"Managed Service for Apache Spark" is the new name for the product formerly known as "Dataproc on Compute Engine" (cluster deployment) and "Google Cloud Serverless for Apache Spark" (serverless deployment).

Overview of Managed Service for Apache Spark Workflow Templates

The Managed Service for Apache Spark WorkflowTemplates API provides a flexible and easy-to-use mechanism for managing and executing workflows. A Workflow Template is a reusable workflow configuration. It defines a graph of jobs with information on where to run those jobs.

Key Points:

Instantiating a Workflow Template launches a Workflow. A Workflow is an operation that runs a Directed Acyclic Graph (DAG) of jobs on a cluster.
- If the workflow uses a managed cluster, it creates the cluster, runs the jobs, and then deletes the cluster when the jobs are finished.
- If the workflow uses a cluster selector, it runs jobs on a selected existing cluster.
Workflows are ideal for complex job flows. You can create job dependencies so that a job starts only after its dependencies complete successfully.
When you create a workflow template Managed Service for Apache Spark does not create a cluster or submit jobs to a cluster. Managed Service for Apache Spark creates or selects a cluster and runs workflow jobs on the cluster when a workflow template is instantiated.

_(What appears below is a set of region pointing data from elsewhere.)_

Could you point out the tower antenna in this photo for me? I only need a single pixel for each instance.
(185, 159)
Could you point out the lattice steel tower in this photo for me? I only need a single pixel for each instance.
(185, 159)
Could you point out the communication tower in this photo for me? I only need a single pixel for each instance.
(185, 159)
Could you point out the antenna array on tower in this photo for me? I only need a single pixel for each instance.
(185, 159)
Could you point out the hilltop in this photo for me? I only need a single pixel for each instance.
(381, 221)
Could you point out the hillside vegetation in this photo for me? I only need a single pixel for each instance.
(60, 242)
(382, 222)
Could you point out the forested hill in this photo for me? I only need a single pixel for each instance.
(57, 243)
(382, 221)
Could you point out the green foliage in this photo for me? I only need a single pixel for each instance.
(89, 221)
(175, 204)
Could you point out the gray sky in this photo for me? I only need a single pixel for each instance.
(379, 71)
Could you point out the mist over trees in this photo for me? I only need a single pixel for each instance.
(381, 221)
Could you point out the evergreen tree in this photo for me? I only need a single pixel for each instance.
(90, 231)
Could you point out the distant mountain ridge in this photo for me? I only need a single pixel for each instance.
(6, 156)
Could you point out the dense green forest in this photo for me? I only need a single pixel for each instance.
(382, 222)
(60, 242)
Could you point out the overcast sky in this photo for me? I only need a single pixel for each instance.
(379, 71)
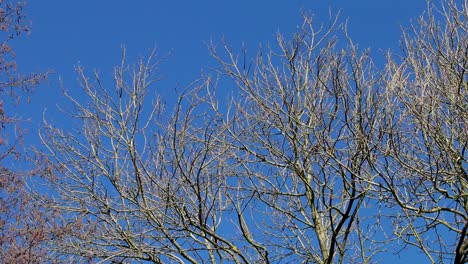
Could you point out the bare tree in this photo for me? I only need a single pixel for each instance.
(23, 226)
(138, 182)
(315, 148)
(281, 178)
(425, 165)
(306, 127)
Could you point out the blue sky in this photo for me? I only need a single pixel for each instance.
(91, 33)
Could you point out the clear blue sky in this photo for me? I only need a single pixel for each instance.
(90, 33)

Kinds of Workflow Templates

Managed cluster

A workflow template can specify a managed cluster. The workflow will create an "ephemeral" cluster to run workflow jobs, and then delete the cluster when the workflow is finished.

Cluster selector

A workflow template can specify an existing cluster on which to run workflow jobs by specifying one or more user labels previously attached to the cluster. The workflow will run on a cluster that matches all of the labels. If multiple clusters match all labels, Managed Service for Apache Spark selects the cluster with the most YARN available memory to run all workflow jobs. At the end of workflow, Managed Service for Apache Spark does not delete the selected cluster. See Use cluster selectors with workflows for more information.

A workflow can select a specific cluster by matching the goog-dataproc-cluster-name label (see Using Automatically Applied Labels).

Parameterized

If you will run a workflow template multiple times with different values, use parameters to avoid editing the workflow template for each run:

define parameters in the template, then
pass different values for the parameters for each run.

See Parameterization of Workflow Templates for more information.

Inline

Workflows can be instantiated inline using the gcloud command with workflow template YAML files or by calling the Managed Service for Apache Spark InstantiateInline API (see Using inline Dataproc workflows). Inline workflows do not create or modify workflow template resources.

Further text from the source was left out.